The first time I saw The Last Temptation of Christ (1988, Martin Scorsese) I completely freaked over how crazy its ending was. I don’t even know if you’d call it a twist. But I didn’t see it coming. And dare I say it remains something no other art form can accomplish; that elusive quality theatre, books, or paintings can’t do. Something only cinema can do.
It’s the titular moment CHRIST is crucified and he gives into the temptation of SATAN: he marries and raises a family… this whole life. And then all of the sudden the movie cuts back to him back on the cross and we realize none of it happened, it was all in his mind. Was it Satan showing him the vision? Was it Christ imagining it? Was it the movie speculating it? Can we ever know? Does it matter? But so yeah as a dramatic device it’s pretty neat.
In Mommy (2014, Xavier Dolan) I fell for it again. There’s this impossibly rambunctious problem child whose single mother fights to raise him the whole movie without any signs of a peaceful life between them. It’s one hell of an emotionally hardcore experience. And the whole movie is framed 1:1, which is maybe the narrowest vertical aspect ratio of all time, right? Anyway, at the end there’s a montage where the kid grows up, graduates high school, everyone’s happy and everything all to “Wonderwall” by Oasis, and during this montage the screen broadens open to like a 1:85 widescreen frame. But then Mommy cuts back to the present, music stops, back to 1:1 frame, and we realize it was all in her head just like The Last Temptation of Christ. Pretty powerful, effective.
At the end of The Green Knight (2021, David Lowery) at the moment the hero finally arrives at the object of his journey, to receive a blow from the sword of the GREEN KNIGHT, there’s some dialogue and then he’s back home safe.

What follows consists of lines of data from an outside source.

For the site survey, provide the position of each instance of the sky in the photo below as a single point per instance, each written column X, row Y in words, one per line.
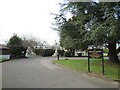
column 28, row 17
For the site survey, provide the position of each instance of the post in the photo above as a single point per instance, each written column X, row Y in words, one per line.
column 88, row 64
column 103, row 71
column 58, row 56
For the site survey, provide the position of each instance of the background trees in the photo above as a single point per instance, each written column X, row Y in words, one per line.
column 16, row 47
column 91, row 24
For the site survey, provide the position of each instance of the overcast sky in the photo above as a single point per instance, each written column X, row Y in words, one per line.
column 28, row 17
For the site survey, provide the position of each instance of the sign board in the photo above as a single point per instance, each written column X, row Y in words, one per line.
column 95, row 53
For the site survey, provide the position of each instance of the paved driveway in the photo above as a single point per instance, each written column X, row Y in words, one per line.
column 39, row 72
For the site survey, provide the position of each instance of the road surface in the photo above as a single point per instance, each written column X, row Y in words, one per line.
column 40, row 72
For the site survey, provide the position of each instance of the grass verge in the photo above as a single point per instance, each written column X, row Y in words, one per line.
column 111, row 69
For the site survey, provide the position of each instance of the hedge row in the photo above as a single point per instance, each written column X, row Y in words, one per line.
column 47, row 52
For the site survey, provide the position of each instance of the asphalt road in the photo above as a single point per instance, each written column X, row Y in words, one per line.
column 39, row 72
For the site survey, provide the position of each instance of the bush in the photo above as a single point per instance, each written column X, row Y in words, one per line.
column 61, row 52
column 37, row 51
column 67, row 54
column 44, row 52
column 79, row 54
column 47, row 52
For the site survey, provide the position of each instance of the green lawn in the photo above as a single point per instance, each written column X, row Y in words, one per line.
column 111, row 70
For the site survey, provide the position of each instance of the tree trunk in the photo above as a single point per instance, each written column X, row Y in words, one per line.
column 112, row 53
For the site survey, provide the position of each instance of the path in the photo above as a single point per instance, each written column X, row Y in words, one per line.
column 39, row 72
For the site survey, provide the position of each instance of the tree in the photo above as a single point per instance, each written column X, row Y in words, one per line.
column 15, row 46
column 98, row 23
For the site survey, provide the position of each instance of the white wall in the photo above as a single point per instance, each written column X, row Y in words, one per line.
column 4, row 56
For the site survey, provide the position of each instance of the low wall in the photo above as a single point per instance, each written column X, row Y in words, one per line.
column 4, row 56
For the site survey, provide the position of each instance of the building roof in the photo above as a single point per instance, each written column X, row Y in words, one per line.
column 3, row 47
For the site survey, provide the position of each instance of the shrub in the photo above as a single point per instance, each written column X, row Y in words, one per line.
column 67, row 54
column 37, row 51
column 79, row 54
column 47, row 52
column 17, row 52
column 61, row 52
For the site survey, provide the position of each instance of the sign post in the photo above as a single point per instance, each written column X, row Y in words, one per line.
column 95, row 54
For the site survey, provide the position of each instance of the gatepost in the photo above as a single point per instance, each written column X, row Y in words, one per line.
column 95, row 54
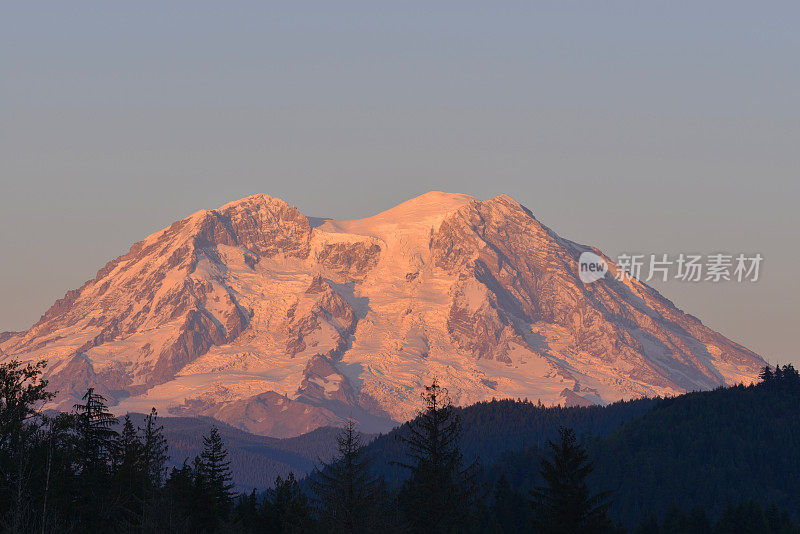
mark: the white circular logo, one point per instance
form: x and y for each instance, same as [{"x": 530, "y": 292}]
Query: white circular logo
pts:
[{"x": 591, "y": 267}]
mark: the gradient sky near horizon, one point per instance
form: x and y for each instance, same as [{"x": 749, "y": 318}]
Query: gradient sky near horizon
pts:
[{"x": 640, "y": 127}]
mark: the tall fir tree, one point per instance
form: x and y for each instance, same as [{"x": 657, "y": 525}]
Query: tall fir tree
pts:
[
  {"x": 565, "y": 504},
  {"x": 22, "y": 392},
  {"x": 440, "y": 491},
  {"x": 216, "y": 472},
  {"x": 96, "y": 444},
  {"x": 286, "y": 508},
  {"x": 155, "y": 451},
  {"x": 346, "y": 492}
]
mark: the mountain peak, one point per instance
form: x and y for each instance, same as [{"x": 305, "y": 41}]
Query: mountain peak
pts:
[{"x": 251, "y": 314}]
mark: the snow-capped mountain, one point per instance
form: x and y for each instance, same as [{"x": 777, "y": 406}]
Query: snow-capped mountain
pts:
[{"x": 278, "y": 323}]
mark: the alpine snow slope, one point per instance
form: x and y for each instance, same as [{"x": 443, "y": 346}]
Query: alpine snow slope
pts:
[{"x": 278, "y": 323}]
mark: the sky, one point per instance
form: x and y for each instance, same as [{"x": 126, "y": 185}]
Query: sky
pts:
[{"x": 636, "y": 127}]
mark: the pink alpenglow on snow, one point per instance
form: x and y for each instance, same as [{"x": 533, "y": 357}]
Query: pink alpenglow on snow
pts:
[{"x": 278, "y": 323}]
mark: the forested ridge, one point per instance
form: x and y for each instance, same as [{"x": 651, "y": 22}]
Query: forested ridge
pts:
[{"x": 719, "y": 461}]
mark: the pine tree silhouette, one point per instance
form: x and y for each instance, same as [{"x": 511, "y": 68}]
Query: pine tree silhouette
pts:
[
  {"x": 345, "y": 491},
  {"x": 216, "y": 472},
  {"x": 440, "y": 491},
  {"x": 565, "y": 505}
]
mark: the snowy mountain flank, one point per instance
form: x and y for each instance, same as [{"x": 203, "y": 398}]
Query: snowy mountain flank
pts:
[{"x": 278, "y": 323}]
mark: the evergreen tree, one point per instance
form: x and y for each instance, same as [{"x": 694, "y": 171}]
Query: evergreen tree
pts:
[
  {"x": 22, "y": 391},
  {"x": 94, "y": 423},
  {"x": 96, "y": 444},
  {"x": 129, "y": 473},
  {"x": 214, "y": 469},
  {"x": 766, "y": 374},
  {"x": 565, "y": 504},
  {"x": 440, "y": 492},
  {"x": 344, "y": 488},
  {"x": 154, "y": 450},
  {"x": 286, "y": 508}
]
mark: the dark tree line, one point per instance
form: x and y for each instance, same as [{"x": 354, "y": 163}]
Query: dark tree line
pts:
[{"x": 77, "y": 472}]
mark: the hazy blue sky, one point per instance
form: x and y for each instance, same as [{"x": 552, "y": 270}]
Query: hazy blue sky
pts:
[{"x": 636, "y": 127}]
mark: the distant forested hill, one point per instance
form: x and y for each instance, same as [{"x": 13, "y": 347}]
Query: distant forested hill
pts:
[
  {"x": 491, "y": 429},
  {"x": 701, "y": 450},
  {"x": 255, "y": 460}
]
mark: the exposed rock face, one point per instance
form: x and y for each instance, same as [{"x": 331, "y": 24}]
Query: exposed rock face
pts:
[{"x": 248, "y": 314}]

Then there’s a Last Temptation of Christ montage. But, no. It’s cool and stuff, but it doesn’t work. It doesn’t save a movie that was already hanging by a thread of coherence. And moreover it feels like another desperate attempt to borrow something too recognizable from another movie. What’s the point of it? Is he hero or coward? I can do with a movie that refuses its audience a clear resolution, but usually all that led to that moment makes it worthwhile. Not this time. And I don’t think that’s what they were going for. And the post title sequence only pours salt in the wound.